INCONSISTENCY AND VARIATION
In addition to (and without limiting) any provisions relating to variation, the Company may vary the Terms and Conditions from time to time, in which case those new Terms and Conditions shall apply to every new Order after the Customer is notified in writing of the new Terms and Conditions. Subject to the foregoing and any other provision of the Terms and Conditions, any variation, amendment or consent to departure by any party from the Contract shall have no force or effect unless agreed in writing by the Company. If there is any inconsistency between the Terms and Conditions and the Order, the terms of the Order prevail to the extent of the inconsistency. Any terms or conditions put forward by the Customer in respect of the Goods and/or Services are null and void and of no effect unless accepted by the Company in writing. If the Customer wishes to vary the Contract (which the Company can accept or reject in its sole discretion), the Company reserves the right to also vary the Contract to take account of such changes and in that case the Company is entitled to suspend the supply of the Goods and/or Services until the Customer approves of the variations in writing.
The Company may assign its rights and obligations under any Contract at anytime. The Customer may not assign its rights or obligations under any Contract.

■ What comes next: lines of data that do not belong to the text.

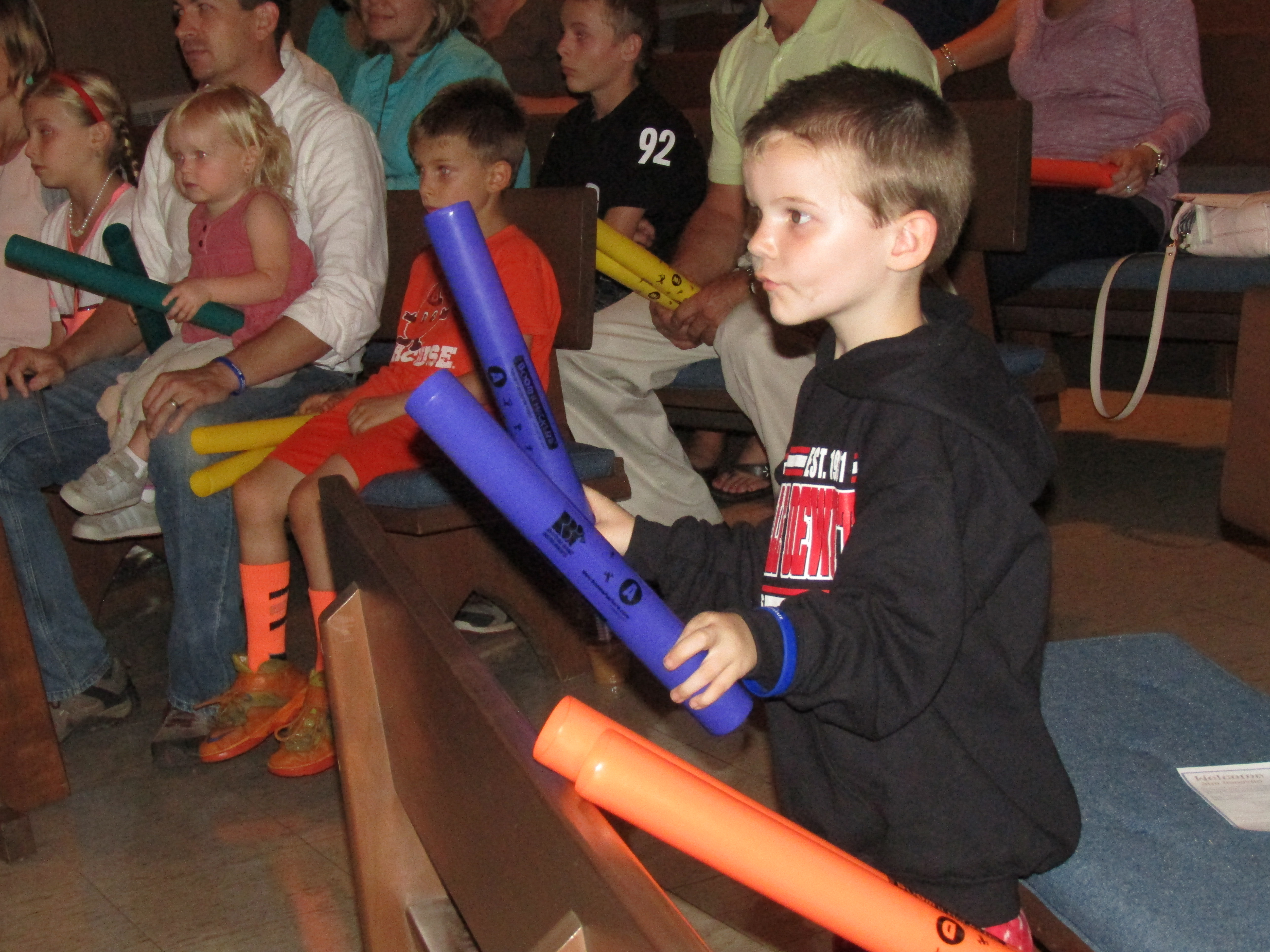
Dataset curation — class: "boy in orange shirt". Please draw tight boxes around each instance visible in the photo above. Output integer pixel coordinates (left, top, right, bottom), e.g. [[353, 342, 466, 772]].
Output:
[[199, 79, 560, 777]]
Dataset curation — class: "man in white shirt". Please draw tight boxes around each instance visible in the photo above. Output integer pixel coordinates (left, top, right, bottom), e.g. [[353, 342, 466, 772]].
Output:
[[559, 0, 938, 523], [0, 0, 387, 764]]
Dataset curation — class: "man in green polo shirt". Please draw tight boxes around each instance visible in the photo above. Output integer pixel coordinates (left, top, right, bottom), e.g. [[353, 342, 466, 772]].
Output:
[[559, 0, 940, 523]]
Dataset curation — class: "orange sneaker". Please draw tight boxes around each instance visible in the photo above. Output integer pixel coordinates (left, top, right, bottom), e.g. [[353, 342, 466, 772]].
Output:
[[269, 671, 335, 777], [198, 655, 305, 763]]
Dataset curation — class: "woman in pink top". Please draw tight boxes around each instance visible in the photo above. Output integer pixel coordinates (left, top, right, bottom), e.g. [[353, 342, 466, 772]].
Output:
[[988, 0, 1209, 301]]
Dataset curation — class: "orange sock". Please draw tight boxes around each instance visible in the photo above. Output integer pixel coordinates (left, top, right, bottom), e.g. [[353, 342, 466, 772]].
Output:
[[239, 562, 291, 671], [309, 589, 335, 671]]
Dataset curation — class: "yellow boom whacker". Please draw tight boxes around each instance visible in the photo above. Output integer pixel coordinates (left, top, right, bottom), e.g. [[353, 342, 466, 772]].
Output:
[[189, 220, 701, 496], [596, 220, 701, 311]]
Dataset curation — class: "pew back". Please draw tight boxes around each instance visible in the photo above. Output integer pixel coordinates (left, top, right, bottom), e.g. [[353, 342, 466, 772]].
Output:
[[321, 478, 706, 952]]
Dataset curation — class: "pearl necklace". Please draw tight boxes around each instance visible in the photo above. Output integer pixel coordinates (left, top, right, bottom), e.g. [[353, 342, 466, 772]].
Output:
[[66, 175, 114, 237]]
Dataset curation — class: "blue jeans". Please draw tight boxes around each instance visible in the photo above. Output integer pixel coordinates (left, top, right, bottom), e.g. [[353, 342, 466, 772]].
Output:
[[0, 357, 348, 711]]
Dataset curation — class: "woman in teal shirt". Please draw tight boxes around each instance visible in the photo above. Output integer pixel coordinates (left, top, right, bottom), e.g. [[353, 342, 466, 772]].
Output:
[[305, 0, 366, 103], [349, 0, 529, 189]]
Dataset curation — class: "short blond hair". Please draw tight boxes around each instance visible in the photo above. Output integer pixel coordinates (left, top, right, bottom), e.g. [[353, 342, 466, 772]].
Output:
[[0, 0, 53, 91], [742, 64, 974, 270], [358, 0, 480, 56], [162, 85, 295, 211], [23, 70, 141, 185]]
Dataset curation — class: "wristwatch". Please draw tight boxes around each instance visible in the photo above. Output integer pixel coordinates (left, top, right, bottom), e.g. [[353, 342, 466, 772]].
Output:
[[1138, 142, 1168, 178]]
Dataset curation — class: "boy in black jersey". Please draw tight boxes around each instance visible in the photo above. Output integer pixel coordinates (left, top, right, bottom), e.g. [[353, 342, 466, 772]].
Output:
[[588, 65, 1079, 950], [537, 0, 706, 311]]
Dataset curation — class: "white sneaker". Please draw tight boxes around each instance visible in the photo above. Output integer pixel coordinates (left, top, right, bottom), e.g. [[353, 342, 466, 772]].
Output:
[[71, 503, 162, 542], [61, 449, 150, 515]]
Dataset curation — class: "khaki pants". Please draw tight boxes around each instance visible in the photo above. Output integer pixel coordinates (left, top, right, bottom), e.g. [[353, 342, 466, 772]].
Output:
[[556, 294, 814, 523]]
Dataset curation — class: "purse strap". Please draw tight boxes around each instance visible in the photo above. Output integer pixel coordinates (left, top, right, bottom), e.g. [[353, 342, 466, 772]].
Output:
[[1090, 240, 1177, 420]]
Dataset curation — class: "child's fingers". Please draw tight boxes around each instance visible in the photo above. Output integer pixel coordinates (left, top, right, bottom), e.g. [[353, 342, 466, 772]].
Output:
[[662, 622, 711, 671]]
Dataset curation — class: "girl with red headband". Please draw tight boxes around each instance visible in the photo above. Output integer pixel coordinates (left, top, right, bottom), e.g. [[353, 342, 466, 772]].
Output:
[[22, 70, 137, 345], [61, 85, 318, 558]]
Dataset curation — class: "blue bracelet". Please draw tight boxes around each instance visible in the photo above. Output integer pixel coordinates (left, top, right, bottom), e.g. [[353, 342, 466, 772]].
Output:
[[742, 606, 797, 697], [212, 357, 246, 396]]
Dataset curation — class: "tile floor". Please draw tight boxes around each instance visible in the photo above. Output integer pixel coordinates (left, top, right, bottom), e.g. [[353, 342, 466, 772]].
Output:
[[0, 391, 1270, 952]]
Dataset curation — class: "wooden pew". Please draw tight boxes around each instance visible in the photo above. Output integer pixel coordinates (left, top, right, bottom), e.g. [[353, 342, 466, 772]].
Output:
[[0, 532, 71, 862], [321, 478, 707, 952]]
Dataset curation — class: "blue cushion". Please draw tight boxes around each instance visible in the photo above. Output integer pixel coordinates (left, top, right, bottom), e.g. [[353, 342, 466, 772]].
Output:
[[1033, 254, 1270, 293], [670, 357, 726, 390], [361, 443, 616, 509], [1026, 635, 1270, 952]]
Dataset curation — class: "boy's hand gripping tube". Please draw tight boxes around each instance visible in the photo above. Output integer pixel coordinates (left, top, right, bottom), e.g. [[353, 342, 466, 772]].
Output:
[[405, 371, 753, 734], [4, 235, 243, 336]]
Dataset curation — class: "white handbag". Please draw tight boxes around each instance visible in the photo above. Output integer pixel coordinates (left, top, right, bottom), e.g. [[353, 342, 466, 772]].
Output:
[[1090, 192, 1270, 420]]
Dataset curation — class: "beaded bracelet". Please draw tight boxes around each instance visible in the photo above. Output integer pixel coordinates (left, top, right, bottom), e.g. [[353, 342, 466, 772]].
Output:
[[212, 357, 246, 396], [742, 606, 797, 697]]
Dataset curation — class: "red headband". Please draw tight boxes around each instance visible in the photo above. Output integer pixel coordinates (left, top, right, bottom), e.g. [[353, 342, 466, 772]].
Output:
[[48, 72, 106, 122]]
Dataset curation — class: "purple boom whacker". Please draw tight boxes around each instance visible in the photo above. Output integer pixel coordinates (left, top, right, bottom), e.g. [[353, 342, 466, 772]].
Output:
[[423, 202, 592, 523], [405, 371, 753, 734]]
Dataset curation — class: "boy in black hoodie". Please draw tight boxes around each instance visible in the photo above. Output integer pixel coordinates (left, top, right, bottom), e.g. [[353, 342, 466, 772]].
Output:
[[591, 65, 1079, 950]]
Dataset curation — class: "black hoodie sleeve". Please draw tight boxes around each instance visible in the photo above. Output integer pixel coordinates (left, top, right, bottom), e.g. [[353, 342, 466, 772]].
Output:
[[742, 408, 968, 739], [626, 518, 772, 622]]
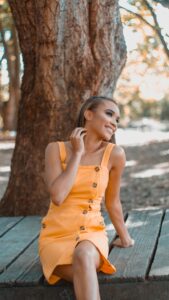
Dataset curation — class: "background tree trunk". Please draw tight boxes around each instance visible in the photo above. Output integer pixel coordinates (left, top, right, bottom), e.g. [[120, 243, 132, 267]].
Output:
[[0, 0, 126, 215]]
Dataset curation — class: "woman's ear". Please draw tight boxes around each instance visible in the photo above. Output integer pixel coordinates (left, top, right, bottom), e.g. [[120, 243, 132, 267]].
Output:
[[84, 109, 93, 121]]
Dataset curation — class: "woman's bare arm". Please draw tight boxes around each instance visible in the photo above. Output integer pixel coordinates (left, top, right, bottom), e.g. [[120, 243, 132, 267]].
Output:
[[45, 128, 86, 205], [105, 146, 134, 247]]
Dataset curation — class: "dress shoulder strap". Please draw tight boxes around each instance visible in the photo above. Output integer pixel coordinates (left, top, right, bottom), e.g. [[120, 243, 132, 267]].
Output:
[[58, 142, 66, 162], [101, 143, 115, 167]]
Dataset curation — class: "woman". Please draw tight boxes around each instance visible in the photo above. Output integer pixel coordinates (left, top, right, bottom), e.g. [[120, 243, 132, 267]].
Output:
[[39, 96, 134, 300]]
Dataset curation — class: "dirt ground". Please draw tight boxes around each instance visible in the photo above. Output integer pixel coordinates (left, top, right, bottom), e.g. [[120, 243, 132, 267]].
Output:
[[0, 141, 169, 212]]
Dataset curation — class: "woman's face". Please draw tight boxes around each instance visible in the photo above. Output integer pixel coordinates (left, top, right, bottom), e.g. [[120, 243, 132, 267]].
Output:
[[85, 100, 120, 141]]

In the Contract: (i) the Contract shall be governed by and construed in accordance with the laws of the State of New South Wales, Australia; (ii) any legal action or proceedings with respect to the Contract against any party or any of its property and assets may be brought in the Courts of the State of New South Wales, Australia and each party accepts, for itself and in respect of its property and assets, generally and unconditionally the jurisdiction of the Courts of that State; (iii) subject to the express written terms of the Contract, the Contract shall confer rights and benefits only upon a person expressed to be a party and not upon any other person; (iv) each party shall execute all documents and perform all acts necessary to give full effect to the Contract; (v) apart from any credit arrangements, the Contract expresses and incorporates the entire agreement between the parties in relation to its subject matter, and all the terms of that agreement, and supersedes and excludes any prior or collateral negotiation, understanding, communication, agreement, representation or warranty by or between the parties in relation to that subject matter or any term of that agreement. Neither party shall, after the Contract has been entered into, be entitled, as against the other party or other officers of any party, to bring suit on the basis of any verbal or written communications, representations, inducements, undertakings, agreements or arrangements except expressly as provided by the Contract or the credit arrangements; (vi) no provision of the Contract shall merge on completion of the Contract.